On Mon, 2021-01-18 at 09:31 -0500, Steve Grubb wrote:
On Monday, January 18, 2021 8:54:30 AM EST Paul Moore wrote:
I like the N of M concept but there would be a LOT of change -
especially
for all the non-kernel event sources. The EOE would be the most
seamless, but at a cost. My preference is to allow the 2 second 'timer'
to be configurable.

Agree with Burn, numbering the records coming up from the kernel is
going to be a real nightmare, and not something to consider lightly.
Especially when it sounds like we don't yet have a root cause for the
issue.

A very long time ago, we had numbered records. But it was decided that
there's no real point in it and we'd rather just save disk space.

With the current kernel code, adding numbered records is not something to
take lightly.

That's why I'm saying we had it and it was removed. I could imagine that if 
you had auditing of the kill syscall enabled and a whole process group was 
being killed, you could have hundreds of records that need numbering. No good 
way to know in advance how many records make up the event.

I know that the kernel does not serialize the events headed for user
space. But I'm curious how an event gets stuck and others can jump ahead
while one that's already inflight can get hung for 4 seconds before it's
next record goes out?

Have you determined that the problem is the kernel? 

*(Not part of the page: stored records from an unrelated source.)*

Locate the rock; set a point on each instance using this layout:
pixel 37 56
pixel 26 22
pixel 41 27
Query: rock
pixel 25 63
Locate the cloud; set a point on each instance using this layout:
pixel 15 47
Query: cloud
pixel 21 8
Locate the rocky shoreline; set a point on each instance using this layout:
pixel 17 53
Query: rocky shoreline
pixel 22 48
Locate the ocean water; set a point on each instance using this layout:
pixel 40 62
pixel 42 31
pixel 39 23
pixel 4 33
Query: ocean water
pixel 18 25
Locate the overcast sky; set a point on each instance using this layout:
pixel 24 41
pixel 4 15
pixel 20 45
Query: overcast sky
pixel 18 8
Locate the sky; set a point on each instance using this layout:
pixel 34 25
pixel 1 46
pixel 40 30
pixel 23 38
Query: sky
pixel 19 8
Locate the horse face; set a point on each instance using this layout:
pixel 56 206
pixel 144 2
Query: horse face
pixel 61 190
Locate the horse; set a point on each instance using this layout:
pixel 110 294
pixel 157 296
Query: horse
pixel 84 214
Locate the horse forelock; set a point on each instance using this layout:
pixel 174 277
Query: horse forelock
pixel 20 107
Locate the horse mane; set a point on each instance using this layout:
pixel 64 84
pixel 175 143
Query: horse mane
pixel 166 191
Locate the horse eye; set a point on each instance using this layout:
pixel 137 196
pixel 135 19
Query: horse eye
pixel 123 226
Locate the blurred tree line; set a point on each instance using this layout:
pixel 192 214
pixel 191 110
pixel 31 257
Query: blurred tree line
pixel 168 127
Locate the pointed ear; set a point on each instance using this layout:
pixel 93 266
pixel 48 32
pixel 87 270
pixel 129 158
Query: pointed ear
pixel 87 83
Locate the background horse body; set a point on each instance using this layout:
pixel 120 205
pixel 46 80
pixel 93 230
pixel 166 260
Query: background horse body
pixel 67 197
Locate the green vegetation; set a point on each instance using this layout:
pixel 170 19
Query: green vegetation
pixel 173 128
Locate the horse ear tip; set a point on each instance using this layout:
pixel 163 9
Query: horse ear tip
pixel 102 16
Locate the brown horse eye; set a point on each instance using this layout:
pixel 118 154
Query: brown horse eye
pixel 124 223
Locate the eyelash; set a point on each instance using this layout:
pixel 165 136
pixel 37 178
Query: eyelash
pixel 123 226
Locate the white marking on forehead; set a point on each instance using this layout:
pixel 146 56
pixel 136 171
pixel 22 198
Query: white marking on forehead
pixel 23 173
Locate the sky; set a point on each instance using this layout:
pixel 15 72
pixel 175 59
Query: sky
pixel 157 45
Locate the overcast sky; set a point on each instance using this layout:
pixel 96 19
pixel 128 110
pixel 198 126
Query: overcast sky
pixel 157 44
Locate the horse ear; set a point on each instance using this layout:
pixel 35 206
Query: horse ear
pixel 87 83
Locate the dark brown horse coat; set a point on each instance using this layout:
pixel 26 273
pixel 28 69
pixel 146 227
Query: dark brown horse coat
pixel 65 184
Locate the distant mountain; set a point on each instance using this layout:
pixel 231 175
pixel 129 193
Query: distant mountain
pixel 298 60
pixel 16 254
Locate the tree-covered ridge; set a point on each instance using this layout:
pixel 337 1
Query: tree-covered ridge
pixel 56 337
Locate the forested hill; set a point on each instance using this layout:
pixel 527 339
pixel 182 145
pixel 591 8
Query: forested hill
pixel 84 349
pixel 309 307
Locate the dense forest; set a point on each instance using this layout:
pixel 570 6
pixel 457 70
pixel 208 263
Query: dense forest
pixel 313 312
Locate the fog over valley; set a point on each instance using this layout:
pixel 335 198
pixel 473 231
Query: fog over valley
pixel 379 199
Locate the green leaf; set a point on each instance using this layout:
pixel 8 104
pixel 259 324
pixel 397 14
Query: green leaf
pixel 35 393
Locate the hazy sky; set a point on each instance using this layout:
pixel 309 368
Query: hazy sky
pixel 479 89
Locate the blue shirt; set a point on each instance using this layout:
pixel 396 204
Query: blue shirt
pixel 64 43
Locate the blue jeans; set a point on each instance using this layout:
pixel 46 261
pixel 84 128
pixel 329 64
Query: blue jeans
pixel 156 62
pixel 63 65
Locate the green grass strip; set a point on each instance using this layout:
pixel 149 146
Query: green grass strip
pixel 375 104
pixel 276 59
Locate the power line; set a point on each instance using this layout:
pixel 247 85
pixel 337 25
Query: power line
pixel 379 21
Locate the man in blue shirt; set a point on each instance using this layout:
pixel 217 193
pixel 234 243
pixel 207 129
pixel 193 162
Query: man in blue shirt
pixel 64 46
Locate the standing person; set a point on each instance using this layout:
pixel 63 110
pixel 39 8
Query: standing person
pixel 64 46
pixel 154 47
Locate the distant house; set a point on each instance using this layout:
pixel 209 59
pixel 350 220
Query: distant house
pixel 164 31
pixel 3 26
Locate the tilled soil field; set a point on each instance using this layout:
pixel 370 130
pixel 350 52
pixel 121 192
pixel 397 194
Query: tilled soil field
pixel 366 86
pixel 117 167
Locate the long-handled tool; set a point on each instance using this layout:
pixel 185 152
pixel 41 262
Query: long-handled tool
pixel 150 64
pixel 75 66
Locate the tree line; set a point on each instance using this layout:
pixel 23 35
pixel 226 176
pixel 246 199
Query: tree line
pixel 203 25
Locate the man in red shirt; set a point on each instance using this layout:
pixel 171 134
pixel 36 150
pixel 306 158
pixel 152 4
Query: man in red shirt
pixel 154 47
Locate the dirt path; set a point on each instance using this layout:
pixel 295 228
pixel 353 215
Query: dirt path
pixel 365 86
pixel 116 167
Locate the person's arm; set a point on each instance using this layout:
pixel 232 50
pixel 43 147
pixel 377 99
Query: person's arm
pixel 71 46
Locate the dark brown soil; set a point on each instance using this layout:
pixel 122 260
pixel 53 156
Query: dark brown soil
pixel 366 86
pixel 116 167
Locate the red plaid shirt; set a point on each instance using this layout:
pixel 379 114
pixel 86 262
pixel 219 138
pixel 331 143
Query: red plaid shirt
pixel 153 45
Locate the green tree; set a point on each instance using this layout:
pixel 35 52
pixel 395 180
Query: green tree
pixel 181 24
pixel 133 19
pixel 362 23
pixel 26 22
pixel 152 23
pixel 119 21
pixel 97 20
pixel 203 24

I assume so because the kernel adds the timestamp and choses what hits the 
socket next. Auditd does no ordering of events. It just looks up the text 
event ID, some minor translation if the enriched format is being used, and 
writes it to disk. It can handle well over 100k records per second.

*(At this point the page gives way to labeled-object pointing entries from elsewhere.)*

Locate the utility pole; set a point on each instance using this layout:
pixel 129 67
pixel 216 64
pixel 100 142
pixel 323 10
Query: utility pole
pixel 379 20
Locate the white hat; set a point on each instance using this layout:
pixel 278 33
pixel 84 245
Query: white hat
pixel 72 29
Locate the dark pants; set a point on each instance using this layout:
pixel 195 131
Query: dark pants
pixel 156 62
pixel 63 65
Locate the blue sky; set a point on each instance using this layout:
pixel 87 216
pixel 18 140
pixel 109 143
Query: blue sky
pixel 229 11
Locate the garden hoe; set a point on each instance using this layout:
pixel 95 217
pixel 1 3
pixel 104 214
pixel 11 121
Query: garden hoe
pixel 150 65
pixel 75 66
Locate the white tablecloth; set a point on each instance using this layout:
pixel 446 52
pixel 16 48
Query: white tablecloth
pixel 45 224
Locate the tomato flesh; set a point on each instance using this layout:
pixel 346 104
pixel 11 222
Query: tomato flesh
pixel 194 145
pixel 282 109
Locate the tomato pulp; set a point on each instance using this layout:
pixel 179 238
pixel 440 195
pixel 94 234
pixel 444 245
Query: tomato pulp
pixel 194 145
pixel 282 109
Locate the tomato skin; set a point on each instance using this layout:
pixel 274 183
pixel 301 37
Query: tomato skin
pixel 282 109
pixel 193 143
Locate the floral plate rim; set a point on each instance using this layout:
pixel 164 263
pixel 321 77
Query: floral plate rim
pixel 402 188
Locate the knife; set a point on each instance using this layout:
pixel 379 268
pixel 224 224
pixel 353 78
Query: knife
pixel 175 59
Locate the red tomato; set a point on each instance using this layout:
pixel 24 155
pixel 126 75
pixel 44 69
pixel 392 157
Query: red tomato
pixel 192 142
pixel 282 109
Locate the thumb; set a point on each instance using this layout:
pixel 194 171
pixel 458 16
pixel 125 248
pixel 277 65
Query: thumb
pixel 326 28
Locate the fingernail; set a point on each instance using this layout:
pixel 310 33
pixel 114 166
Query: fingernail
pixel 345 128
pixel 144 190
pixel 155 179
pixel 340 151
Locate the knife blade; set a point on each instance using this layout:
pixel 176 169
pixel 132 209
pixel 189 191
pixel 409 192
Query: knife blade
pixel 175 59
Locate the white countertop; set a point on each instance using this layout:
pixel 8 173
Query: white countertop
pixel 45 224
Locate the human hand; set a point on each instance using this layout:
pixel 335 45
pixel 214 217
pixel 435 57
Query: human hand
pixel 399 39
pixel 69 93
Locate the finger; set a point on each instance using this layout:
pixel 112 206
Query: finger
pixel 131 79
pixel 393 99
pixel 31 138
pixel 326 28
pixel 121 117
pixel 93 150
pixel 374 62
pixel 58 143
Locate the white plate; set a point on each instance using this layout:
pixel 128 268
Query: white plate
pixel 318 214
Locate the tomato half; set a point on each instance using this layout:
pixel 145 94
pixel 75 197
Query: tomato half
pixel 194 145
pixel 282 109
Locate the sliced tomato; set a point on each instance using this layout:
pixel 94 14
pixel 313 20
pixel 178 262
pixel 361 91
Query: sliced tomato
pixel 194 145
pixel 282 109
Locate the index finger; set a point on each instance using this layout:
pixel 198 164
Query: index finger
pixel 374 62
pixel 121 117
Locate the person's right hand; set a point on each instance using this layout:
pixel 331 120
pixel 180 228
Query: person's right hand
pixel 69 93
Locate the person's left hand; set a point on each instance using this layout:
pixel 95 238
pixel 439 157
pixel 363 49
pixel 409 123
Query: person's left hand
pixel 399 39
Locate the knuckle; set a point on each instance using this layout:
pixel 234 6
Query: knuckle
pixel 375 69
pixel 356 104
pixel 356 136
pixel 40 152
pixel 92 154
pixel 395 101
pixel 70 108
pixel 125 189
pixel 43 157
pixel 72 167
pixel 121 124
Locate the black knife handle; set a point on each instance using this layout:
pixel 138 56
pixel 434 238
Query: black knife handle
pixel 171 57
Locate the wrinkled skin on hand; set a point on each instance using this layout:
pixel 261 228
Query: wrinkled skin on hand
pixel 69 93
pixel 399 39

Initially it was looking like it was a userspace issue, is that no longer
the general thought?

I don't see how user space could cause this. Even if auditd was slow, it 
shouldn't take 4 seconds to write to disk and then come back to read another 
record. And even it did, why would the newest record go out before completing 
one that's in progress? Something in the kernel chooses what's next. I 
suspect that might need looking at.

Also, is there a reliable reproducer yet?

I don't know of one. But, I suppose we could modify ausearch to look for 
examples of this.

Happy to run this where I can. I have also added the auditd.conf and audit.rules files to my github issue (https://github.com/linux-audit/audit-userspace/issues/148) that makes this activity more likely to occur if that helps.

Also, to meet the issue of existing ausearch and the auparse library failing to process audit.log files with such issues, are we happy for a configuration item in auditd.conf?


-Steve